Скользкий - Корнев Павел Николаевич. Страница 81
— Для колдунов величина энергетических потерь критична. Вот я и предложил заливать на один носитель сразу два независимых заклинания. Первое, автономное, подцепить на межъячеечное пространство, второе, обычное, на область, поддающуюся контролю. Стандартный артефакт никак не использует рассеявшуюся по камню энергию, а вот за счет двойной прошивки выход полезной мощности возрастает до семидесяти процентов.
— И это не чистая теория?
— Это практика, — как-то без радости улыбнулся Ял-тин. — Но при наложении двойных чар на один носитель, чтобы избежать перехлеста полей, требуется настолько тонкая работа… В общем, большинство колдунов на это просто неспособно. А те, кто способен, учиться этому не хотят. Им и так хорошо.
Что ж, понятно, на кого он намекает. Интересно, Бергман не хочет или не может? Да, прав был Жан, когда говорил о шаблонах и оболванивании в Гимназии. Кто не вписывается в стандарт — того на улицу.

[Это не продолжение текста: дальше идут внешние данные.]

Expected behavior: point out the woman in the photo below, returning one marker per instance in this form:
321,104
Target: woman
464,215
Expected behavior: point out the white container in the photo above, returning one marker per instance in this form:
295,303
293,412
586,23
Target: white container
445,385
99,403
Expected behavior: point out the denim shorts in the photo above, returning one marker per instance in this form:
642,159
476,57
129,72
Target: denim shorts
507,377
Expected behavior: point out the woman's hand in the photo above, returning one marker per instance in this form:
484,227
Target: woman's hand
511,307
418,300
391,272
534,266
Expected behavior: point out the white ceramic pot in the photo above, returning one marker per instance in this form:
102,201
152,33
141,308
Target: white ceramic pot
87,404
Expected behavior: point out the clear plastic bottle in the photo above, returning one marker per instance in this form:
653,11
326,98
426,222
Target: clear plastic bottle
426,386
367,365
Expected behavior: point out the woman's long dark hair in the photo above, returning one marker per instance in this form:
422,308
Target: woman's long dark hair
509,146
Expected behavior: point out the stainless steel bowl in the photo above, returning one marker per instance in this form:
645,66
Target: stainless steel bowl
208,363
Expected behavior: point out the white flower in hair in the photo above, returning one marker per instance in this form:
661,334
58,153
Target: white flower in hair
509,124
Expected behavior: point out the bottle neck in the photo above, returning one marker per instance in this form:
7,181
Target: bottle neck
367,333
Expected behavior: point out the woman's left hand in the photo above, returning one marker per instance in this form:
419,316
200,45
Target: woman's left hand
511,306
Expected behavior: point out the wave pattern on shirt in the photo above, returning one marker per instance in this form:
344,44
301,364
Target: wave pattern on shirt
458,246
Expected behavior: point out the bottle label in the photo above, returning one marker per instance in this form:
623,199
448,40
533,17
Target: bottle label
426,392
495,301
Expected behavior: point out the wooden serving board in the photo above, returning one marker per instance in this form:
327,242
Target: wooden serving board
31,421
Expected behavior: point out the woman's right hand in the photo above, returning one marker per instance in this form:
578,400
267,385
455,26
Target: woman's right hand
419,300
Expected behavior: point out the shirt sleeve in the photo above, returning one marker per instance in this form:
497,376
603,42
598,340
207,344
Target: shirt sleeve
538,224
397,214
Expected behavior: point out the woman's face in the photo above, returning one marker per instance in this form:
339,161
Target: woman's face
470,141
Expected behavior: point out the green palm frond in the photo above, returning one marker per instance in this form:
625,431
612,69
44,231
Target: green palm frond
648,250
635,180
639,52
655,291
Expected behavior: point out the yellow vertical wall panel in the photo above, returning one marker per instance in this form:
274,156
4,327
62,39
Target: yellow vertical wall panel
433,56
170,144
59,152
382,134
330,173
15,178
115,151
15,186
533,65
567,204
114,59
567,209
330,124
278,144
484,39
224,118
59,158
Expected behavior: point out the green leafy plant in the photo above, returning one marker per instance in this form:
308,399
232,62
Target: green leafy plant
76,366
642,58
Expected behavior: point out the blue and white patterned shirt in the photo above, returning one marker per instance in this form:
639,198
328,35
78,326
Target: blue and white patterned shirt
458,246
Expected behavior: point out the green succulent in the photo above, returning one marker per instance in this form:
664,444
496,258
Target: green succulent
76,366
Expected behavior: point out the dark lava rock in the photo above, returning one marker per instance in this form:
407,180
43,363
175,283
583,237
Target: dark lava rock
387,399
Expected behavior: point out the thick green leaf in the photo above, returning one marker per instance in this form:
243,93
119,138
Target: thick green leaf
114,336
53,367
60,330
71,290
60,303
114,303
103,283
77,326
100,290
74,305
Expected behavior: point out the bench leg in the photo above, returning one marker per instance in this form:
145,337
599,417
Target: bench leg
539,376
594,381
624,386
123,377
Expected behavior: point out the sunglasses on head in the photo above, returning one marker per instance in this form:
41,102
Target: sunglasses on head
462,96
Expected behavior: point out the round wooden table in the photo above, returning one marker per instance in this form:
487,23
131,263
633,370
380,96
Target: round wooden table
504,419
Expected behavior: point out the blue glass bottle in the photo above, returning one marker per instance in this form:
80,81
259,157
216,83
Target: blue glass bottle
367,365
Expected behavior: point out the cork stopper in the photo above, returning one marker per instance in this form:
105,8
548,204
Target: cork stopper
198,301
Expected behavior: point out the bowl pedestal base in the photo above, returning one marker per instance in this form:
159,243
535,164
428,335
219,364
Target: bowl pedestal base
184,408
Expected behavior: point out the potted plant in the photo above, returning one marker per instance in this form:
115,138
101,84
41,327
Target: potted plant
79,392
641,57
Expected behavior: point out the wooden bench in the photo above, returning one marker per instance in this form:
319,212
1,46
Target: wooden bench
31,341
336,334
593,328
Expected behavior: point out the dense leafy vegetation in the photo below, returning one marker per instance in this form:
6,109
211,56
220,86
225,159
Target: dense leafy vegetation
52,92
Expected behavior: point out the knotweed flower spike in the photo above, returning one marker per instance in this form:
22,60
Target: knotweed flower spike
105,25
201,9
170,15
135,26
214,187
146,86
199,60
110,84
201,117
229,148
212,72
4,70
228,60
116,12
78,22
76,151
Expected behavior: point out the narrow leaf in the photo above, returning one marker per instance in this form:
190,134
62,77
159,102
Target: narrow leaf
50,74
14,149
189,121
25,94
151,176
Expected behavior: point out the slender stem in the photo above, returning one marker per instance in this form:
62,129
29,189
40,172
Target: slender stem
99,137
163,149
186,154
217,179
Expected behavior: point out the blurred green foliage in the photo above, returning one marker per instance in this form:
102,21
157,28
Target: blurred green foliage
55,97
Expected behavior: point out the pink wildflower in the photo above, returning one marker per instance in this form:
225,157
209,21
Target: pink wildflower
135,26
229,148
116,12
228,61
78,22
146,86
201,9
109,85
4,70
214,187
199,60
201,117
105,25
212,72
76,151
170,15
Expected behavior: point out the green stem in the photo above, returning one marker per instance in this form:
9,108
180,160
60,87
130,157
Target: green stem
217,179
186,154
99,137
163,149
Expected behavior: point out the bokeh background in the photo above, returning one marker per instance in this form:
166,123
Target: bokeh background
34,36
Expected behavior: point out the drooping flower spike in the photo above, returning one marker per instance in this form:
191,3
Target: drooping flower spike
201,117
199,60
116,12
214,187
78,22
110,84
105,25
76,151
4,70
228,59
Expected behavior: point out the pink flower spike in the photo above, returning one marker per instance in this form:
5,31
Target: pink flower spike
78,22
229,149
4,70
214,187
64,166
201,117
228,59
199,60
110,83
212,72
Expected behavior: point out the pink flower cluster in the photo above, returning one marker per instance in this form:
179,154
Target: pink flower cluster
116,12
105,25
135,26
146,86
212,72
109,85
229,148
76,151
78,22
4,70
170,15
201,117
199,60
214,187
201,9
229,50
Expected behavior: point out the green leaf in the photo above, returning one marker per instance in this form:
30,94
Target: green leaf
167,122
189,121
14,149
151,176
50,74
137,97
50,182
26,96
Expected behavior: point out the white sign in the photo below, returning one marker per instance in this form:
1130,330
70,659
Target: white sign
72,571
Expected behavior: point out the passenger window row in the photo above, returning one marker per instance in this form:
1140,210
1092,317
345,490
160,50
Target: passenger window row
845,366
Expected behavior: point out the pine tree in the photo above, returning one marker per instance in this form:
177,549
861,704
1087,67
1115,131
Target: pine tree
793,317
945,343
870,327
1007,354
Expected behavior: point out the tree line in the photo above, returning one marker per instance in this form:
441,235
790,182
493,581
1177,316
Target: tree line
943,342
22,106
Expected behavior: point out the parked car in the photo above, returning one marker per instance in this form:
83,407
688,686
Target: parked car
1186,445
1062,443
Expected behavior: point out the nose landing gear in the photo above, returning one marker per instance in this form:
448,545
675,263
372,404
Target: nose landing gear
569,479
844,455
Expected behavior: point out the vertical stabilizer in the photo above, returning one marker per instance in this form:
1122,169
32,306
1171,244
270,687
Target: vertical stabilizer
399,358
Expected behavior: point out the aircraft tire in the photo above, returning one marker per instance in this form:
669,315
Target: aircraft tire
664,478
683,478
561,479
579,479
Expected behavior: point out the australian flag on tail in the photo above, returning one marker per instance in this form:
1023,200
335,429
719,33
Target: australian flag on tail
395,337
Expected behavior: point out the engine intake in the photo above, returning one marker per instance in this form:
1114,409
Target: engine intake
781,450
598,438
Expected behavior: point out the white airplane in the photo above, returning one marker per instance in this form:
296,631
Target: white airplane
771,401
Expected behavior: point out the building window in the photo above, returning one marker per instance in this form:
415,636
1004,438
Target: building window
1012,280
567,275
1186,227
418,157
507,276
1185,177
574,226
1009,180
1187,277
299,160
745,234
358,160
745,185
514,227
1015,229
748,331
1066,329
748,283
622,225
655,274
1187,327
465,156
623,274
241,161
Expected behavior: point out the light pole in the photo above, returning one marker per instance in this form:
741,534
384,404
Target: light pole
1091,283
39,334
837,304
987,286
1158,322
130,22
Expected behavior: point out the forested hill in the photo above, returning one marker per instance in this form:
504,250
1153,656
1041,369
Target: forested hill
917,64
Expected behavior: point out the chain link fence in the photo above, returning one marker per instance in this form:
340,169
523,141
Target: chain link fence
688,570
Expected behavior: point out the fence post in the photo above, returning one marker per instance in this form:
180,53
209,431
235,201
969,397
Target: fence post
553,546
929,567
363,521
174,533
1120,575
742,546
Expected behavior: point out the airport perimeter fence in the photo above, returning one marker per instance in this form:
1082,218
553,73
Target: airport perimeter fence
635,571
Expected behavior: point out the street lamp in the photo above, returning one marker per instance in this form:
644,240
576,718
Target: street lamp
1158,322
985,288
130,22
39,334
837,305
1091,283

Нас обогнали четыре велосипедиста с объемными рюкзаками на задних багажниках. Спортивного вида ребята размеренно крутили педали велосипедов. Зачехленные ружья — а может быть, и луки — болтались за спинами. Или охотники, или еще какой свободный люд. Хорошо им на колесах, не то что нам на своих двоих топать.
— Лед! — позвал Григорий. — Напалм!
Я догнал Конопатого, рядом с которым уже шли близнецы. Фу-у-у, жарко. Расстегну куртку, что ли, а то упрею так.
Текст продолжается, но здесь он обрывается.